So apparently there is a War On Christmas happening. Have you heard? The poor, beleaguered Christians are being subjected to such violent acts as - drumroll, please - having store clerks wish them "Happy Holidays." Children in school may be forced to endure generalized seasonal festivities instead of being taught about the birth of Jesus by public school teachers who may or may not know or believe anything about that event. How very appalling.
'Tis the season to be cranky and demanding, it seems. I can't turn around or log onto Facebook without someone complaining about "taking the Christ out of Christmas." Since I'm a minister, a professional Christian if you will, I wonder to myself, "Is this something I should be upset about?"
So, I go to the Rite-Aid, where the woman at the register cheerfully wishes me happy holidays, and this feels to me like a pleasantry, not an attack on my faith. At the same Rite-Aid, I can buy a button that says, "Jesus is the Reason for the Season," a nativity scene, and ornaments with angels, Jesus, and Mary on them. "Joy to the World" and "O Come, All Ye Faithful" are piped over the speakers. If I were a celebrator of Hanukkah or Kwanzaa, I'd be out of luck in the music and product departments. My visit to the store doesn't make me feel persecuted for my faith; if anything, it makes me feel unnecessarily privileged.
The kids in my youth group have holiday parties instead of Christmas parties at school, it's true. They also have their major school breaks structured around their religious holidays, so they never have to worry about how to manipulate their schedules to allow for both school and religious observances. And they learn about their faith from their parents and the church people who have taken baptismal vows to them, people who know and care about Christian faith, not from teachers whose training and jobs are to instruct kids in academic subject matter. In return, I don't have to teach them about math, for which everyone is grateful.

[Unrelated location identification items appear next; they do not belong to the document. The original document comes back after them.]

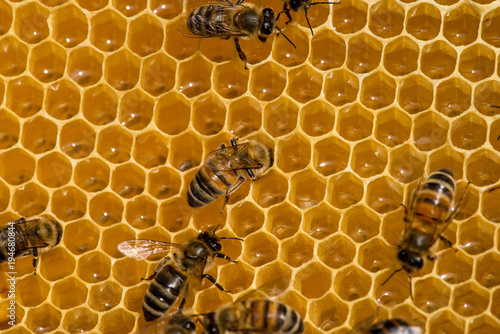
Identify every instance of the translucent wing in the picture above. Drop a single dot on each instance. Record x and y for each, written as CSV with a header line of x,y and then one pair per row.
x,y
231,159
213,28
140,249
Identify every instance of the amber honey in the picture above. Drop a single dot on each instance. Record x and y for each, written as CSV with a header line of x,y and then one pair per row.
x,y
107,111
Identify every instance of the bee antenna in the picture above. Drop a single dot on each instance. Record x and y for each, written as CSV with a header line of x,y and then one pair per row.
x,y
393,273
232,238
286,37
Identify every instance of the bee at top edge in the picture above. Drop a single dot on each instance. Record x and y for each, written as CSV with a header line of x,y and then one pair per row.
x,y
224,169
32,236
388,326
173,275
432,209
226,19
301,5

This country that is supposedly waging a war on Christmas is also a country where a presidential campaign is peppered with discussion of whether a Mormon is Christian enough to be electable. The last election involved accusations that Obama was a secret Muslim. We've had some Unitarian, deist, and non-affiliated presidents, but it's been quite some time (80 years or so, if my brief Google search is correct). Now the assumption is that only a Christian would be electable as president, even though the we have no law regulating the religious beliefs of any elected official.

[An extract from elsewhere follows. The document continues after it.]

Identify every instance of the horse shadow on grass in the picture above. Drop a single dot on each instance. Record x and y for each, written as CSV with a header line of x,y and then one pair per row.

All of this is to say, we're not exactly being persecuted. Despite separation of church and state, despite declining church attendance, Christianity is still the cultural norm.
Which leads me to the thing that really bugs me about all this "war on Christmas" business. Christians complaining about being persecuted. Not because they're being imprisoned or killed for their beliefs, but because a store dares to ask its employees to be sensitive to the fact that not everyone passing through their lines will be Christian. Because the government protects kids from having religion - any religion - forced upon them in what is supposed to be an environment where all kids are welcome. Methinks the definition of persecution may be a bit skewed here. And really, you're going to whine about corporations and government agencies persecuting you because of your Christian faith? Have you ever read the gospels? Remember that Jesus guy? It seems to me that we shouldn't be surprised not to have everyone go merrily along with our beliefs, since we follow someone who was killed for his. Just a thought.